Storia del “menu”

Il nome delle pietanze disponibili in un esercizio pubblico seguito dal corrispondente prezzo nasce nel tardo ottocento anche se fonti molto più antiche riferiscono che, in Mesopotamia fin dal 1100 a.C. , durante il regno di Assubanpal, gli Assiri usavano scrivere su una tavoletta di argilla l’ elenco dei piatti che sarebbero stati serviti durante i banchetti reali.
Testimonianza di menu ex post e’ la nota, nel Satyricon di Petronio, con i nomi di tutte le prelibatezze servite durante uno dei fastosi convivi di Trimalcione.
Altri elenchi ex post di pietanze riguardano quelle servite durante il pranzo organizzato nel suo castello da Matilde di Canossa, nel 1077 per celebrare la conciliazione tra Enrico IV ed il Papa Gregorio VII.
Anche la lista delle 18 “imbandigioni” con la descrizione delle magnificenze della presentazione, servite nel 1368 a Milano al matrimonio di Violante Visconti figlia di Galeazzo II, con il Duca Lionel di Clarence figlio di Edoardo III Re d’ Inghilterra, ci sono state trasmesse da menu ex post .

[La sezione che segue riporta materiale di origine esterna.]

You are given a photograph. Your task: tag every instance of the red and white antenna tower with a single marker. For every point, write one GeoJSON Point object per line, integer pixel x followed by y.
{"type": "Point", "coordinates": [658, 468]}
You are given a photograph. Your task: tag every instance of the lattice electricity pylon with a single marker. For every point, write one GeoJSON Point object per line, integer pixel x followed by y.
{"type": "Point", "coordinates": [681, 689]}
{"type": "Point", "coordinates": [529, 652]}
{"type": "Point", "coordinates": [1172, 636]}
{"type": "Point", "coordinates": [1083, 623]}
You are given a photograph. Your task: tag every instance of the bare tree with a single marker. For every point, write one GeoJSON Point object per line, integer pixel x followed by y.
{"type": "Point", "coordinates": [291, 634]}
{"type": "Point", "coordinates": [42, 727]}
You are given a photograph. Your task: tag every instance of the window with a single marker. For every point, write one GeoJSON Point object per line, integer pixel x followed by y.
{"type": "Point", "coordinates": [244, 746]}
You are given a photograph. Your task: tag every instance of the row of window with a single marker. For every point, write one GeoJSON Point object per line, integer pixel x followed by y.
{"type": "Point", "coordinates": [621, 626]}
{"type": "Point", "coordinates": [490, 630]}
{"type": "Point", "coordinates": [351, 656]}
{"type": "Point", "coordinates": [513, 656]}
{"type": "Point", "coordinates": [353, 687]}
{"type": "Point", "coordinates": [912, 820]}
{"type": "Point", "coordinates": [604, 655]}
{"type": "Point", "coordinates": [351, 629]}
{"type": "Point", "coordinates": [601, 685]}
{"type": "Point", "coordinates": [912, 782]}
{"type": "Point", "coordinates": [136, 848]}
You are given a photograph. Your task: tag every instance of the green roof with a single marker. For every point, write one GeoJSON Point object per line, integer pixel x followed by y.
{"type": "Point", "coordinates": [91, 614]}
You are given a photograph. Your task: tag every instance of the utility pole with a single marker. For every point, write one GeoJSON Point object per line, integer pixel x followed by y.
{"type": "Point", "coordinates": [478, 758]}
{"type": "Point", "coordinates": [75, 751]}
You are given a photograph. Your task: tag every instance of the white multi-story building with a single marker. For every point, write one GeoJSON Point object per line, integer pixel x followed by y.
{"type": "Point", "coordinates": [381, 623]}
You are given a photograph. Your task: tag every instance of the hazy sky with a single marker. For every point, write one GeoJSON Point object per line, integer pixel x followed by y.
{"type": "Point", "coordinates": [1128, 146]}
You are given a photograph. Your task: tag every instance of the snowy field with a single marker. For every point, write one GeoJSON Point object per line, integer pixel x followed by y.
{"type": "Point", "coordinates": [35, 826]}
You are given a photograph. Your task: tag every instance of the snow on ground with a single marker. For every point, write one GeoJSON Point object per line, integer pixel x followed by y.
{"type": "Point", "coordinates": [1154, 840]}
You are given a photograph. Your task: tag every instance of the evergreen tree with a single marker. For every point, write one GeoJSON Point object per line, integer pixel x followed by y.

Un altro esempio di menu ex post e’ quello di Mastro Zafirano che, nel Maggio 1487 elenco’ le numerose pietanze servite al pranzo di nozze di Lucrezia d’ Este con Annibale Bentivoglio e sanci’ la nascita del primo piatto di tagliatelle, una nuova pasta che aveva creato per l’ occasione!
Infine non si puo’ tralasciare il ricordo di uno splendido pranzo rinascimentale che ci e’ pervenuto solo grazie ad uno di questi elenchi riassuntivi e riguarda un banchetto tenutosi a Roma in Castel Sant’ Angelo nel 1593 voluto da S.S. Clemente VIII ( Ippolito Aldobrandini ) in onore dei serenissimi Principi Massimiliano, Filippo e Ferdinando, figliuoli del serenissimo Granduca Guglielmo di Baviera a cui parteciparono circa mille persone e dove ogni vivanda, ben descritta, era connotata da un motto in latino ed era simbolo di buon augurio.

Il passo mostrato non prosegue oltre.